Identification of cell type-specific cell-penetrating peptides through in vivo phage display leveraged by next generation sequencing.

Vascular anomalies (VA) refer to abnormal blood or lymphatic vessel architecture, most often as a result of dysregulated growth. Venous malformations (VM), a subgroup of VAs, are triggered by activating mutations in the Angiopoietin/TIE2-PI3K/AKT/mTOR signaling pathway with TIE2 L914F (gene name TEK) being one of the most frequent mutations in patients with VMs. Although systemic targeting of the overactivated pathway is possible, it would be a therapeutic advantage to restrict treatment to only the affected lesions. To identify peptides with potential selective binding to TIE2 L914F lesions we applied in vivo phage display to TIE2 L914F-overexpressing endothelial cells (ECs) in a subcutaneous matrigel xenograft mouse model of VMs. By panning for lesion-targeting phages in combination with subcellular fractionation, a screen for cell-penetrating candidate phages was established. Employing Next Generation Sequencing (NGS) and a refined bioinformatic analysis we were able to identify many novel cell-penetrating peptides (CPPs).
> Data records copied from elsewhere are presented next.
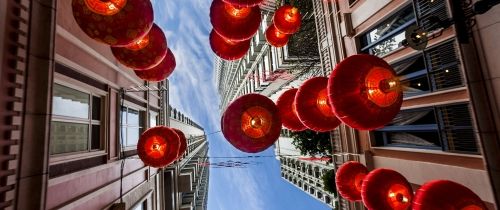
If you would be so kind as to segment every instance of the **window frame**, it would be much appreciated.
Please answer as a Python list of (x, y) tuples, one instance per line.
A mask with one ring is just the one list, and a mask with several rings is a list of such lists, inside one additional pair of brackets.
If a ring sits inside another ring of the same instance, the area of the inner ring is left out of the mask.
[[(66, 88), (70, 88), (73, 90), (76, 90), (78, 92), (82, 92), (84, 94), (89, 95), (89, 113), (88, 113), (88, 119), (83, 119), (83, 118), (77, 118), (77, 117), (69, 117), (69, 116), (62, 116), (62, 115), (55, 115), (52, 114), (50, 122), (70, 122), (70, 123), (78, 123), (78, 124), (85, 124), (88, 127), (88, 136), (87, 136), (87, 150), (85, 151), (75, 151), (75, 152), (66, 152), (66, 153), (59, 153), (59, 154), (50, 154), (50, 146), (49, 146), (49, 163), (50, 164), (58, 164), (61, 162), (67, 162), (67, 161), (75, 161), (75, 160), (80, 160), (80, 159), (86, 159), (86, 158), (92, 158), (92, 157), (97, 157), (97, 156), (102, 156), (107, 154), (107, 142), (108, 139), (106, 137), (106, 116), (108, 113), (108, 110), (106, 109), (107, 107), (107, 100), (109, 98), (108, 92), (101, 90), (97, 87), (91, 86), (89, 84), (80, 82), (76, 79), (61, 75), (59, 73), (54, 74), (54, 81), (53, 81), (53, 87), (55, 85), (60, 85)], [(99, 97), (101, 98), (101, 104), (100, 104), (100, 120), (93, 120), (92, 119), (92, 102), (93, 102), (93, 97)], [(51, 100), (53, 100), (54, 93), (52, 93)], [(52, 102), (51, 102), (52, 103)], [(52, 113), (52, 110), (51, 110)], [(99, 125), (100, 126), (100, 131), (99, 131), (99, 137), (100, 137), (100, 149), (92, 149), (92, 125)], [(51, 125), (52, 127), (52, 125)], [(52, 138), (52, 133), (50, 138)]]
[[(123, 105), (123, 106), (122, 106)], [(119, 129), (118, 129), (118, 142), (119, 142), (119, 145), (121, 148), (124, 148), (124, 151), (132, 151), (132, 150), (136, 150), (137, 149), (137, 144), (135, 145), (128, 145), (127, 144), (127, 130), (125, 130), (125, 132), (122, 132), (122, 127), (124, 127), (123, 125), (123, 120), (124, 119), (121, 119), (122, 118), (122, 109), (123, 107), (126, 107), (127, 108), (127, 116), (128, 116), (128, 109), (132, 109), (132, 110), (135, 110), (135, 111), (138, 111), (139, 113), (139, 125), (138, 125), (138, 128), (139, 128), (139, 137), (140, 135), (142, 134), (142, 132), (144, 132), (146, 129), (147, 129), (147, 126), (149, 125), (149, 122), (147, 120), (147, 109), (140, 106), (140, 105), (137, 105), (133, 102), (130, 102), (130, 101), (127, 101), (125, 99), (125, 101), (123, 102), (123, 104), (119, 104), (119, 109), (118, 109), (118, 113), (119, 113), (119, 117), (120, 117), (120, 121), (117, 123), (119, 126)], [(125, 120), (128, 120), (128, 119), (125, 119)], [(142, 125), (141, 125), (142, 124)], [(127, 126), (128, 125), (128, 122), (126, 124), (126, 128), (128, 129), (129, 127), (134, 127), (135, 126)], [(141, 127), (142, 126), (142, 127)], [(122, 145), (122, 138), (123, 138), (123, 145)], [(139, 139), (137, 139), (137, 141), (139, 141)]]

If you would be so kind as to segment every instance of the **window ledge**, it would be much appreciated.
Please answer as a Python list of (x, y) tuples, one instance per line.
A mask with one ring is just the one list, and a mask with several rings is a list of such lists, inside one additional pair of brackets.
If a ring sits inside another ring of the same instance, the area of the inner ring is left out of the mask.
[(481, 158), (482, 155), (473, 155), (473, 154), (465, 154), (465, 153), (453, 153), (453, 152), (444, 152), (440, 150), (429, 150), (429, 149), (414, 149), (414, 148), (403, 148), (403, 147), (371, 147), (374, 150), (391, 150), (391, 151), (400, 151), (400, 152), (414, 152), (414, 153), (426, 153), (426, 154), (436, 154), (436, 155), (448, 155), (448, 156), (459, 156), (459, 157), (470, 157), (470, 158)]
[(104, 150), (92, 151), (92, 152), (81, 152), (81, 153), (72, 153), (72, 154), (58, 154), (52, 155), (49, 158), (50, 165), (55, 165), (64, 162), (70, 162), (75, 160), (87, 159), (97, 156), (106, 155)]

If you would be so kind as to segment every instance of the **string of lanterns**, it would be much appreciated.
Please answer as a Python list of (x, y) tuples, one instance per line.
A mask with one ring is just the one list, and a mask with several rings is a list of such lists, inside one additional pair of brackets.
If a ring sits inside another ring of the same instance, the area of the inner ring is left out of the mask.
[(410, 183), (390, 169), (368, 169), (346, 162), (335, 174), (337, 191), (348, 201), (362, 201), (369, 210), (486, 210), (484, 202), (467, 187), (448, 180), (422, 185), (415, 195)]
[(267, 43), (274, 47), (283, 47), (291, 35), (297, 33), (302, 25), (302, 16), (298, 8), (283, 5), (276, 10), (273, 23), (266, 29)]
[[(253, 138), (243, 138), (248, 133), (241, 128), (255, 125), (246, 125), (241, 121), (247, 112), (242, 101), (268, 110), (254, 113), (255, 119), (271, 119), (276, 115), (280, 120), (273, 120), (272, 124), (279, 124), (280, 127), (282, 124), (292, 131), (310, 129), (326, 132), (335, 129), (341, 122), (359, 130), (374, 130), (396, 116), (401, 109), (402, 95), (399, 79), (387, 62), (373, 55), (353, 55), (340, 62), (329, 78), (314, 77), (298, 89), (285, 91), (276, 105), (271, 105), (268, 103), (270, 99), (258, 94), (236, 99), (223, 114), (222, 132), (233, 146), (246, 152), (262, 151), (279, 138), (279, 135), (267, 135), (266, 144)], [(264, 108), (263, 104), (268, 105)], [(233, 108), (235, 106), (238, 108)], [(259, 129), (269, 129), (260, 127), (260, 121), (258, 125)], [(252, 145), (259, 145), (260, 149), (246, 149)], [(267, 147), (263, 148), (264, 145)]]
[(165, 80), (175, 69), (167, 39), (153, 23), (150, 0), (72, 0), (73, 17), (90, 38), (107, 44), (113, 56), (142, 80)]

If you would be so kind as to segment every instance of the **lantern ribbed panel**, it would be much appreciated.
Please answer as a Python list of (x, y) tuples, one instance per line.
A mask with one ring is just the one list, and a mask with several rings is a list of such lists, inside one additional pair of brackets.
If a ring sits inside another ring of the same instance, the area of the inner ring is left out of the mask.
[(165, 80), (175, 70), (175, 56), (170, 49), (167, 49), (167, 55), (160, 64), (146, 70), (135, 70), (134, 73), (142, 80), (149, 82), (159, 82)]
[(342, 164), (335, 174), (337, 191), (349, 201), (360, 201), (361, 187), (366, 174), (368, 169), (359, 162), (350, 161)]
[(141, 134), (137, 154), (144, 164), (161, 168), (177, 159), (180, 148), (179, 136), (172, 129), (157, 126)]
[[(369, 210), (407, 210), (411, 206), (413, 191), (403, 175), (382, 168), (373, 170), (365, 177), (361, 197)], [(398, 198), (406, 200), (398, 201)]]

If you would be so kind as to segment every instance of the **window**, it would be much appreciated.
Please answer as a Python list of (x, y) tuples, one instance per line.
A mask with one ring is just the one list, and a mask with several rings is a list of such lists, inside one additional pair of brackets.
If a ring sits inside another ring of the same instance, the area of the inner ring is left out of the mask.
[(149, 112), (149, 127), (152, 128), (158, 126), (158, 122), (159, 122), (158, 113), (153, 111)]
[(54, 84), (50, 154), (102, 149), (102, 96)]
[(479, 153), (467, 103), (403, 110), (374, 136), (377, 146)]
[(125, 146), (135, 146), (144, 128), (144, 114), (138, 109), (123, 106), (121, 109), (121, 134)]

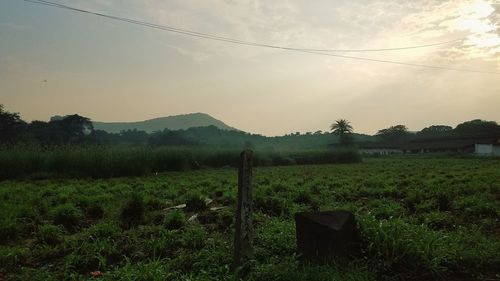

To pinpoint the most selective and viable CCP candidates a hierarchical clustering algorithm was utilized. This method aggregated CPPs with highly similar sequences into a small number of clusters from which consensus sequences could be derived. Selected candidate CPPs exhibited uptake in TIE2 L914F-expressing human umbilical vein endothelial cells (HUVEC) in culture and were able to deliver siRNA into these cells. In conclusion, our NGS bioinformatic-supported approach led to the identification of novel and selective CPPs capable of transporting a siRNA cargo into targeted cells.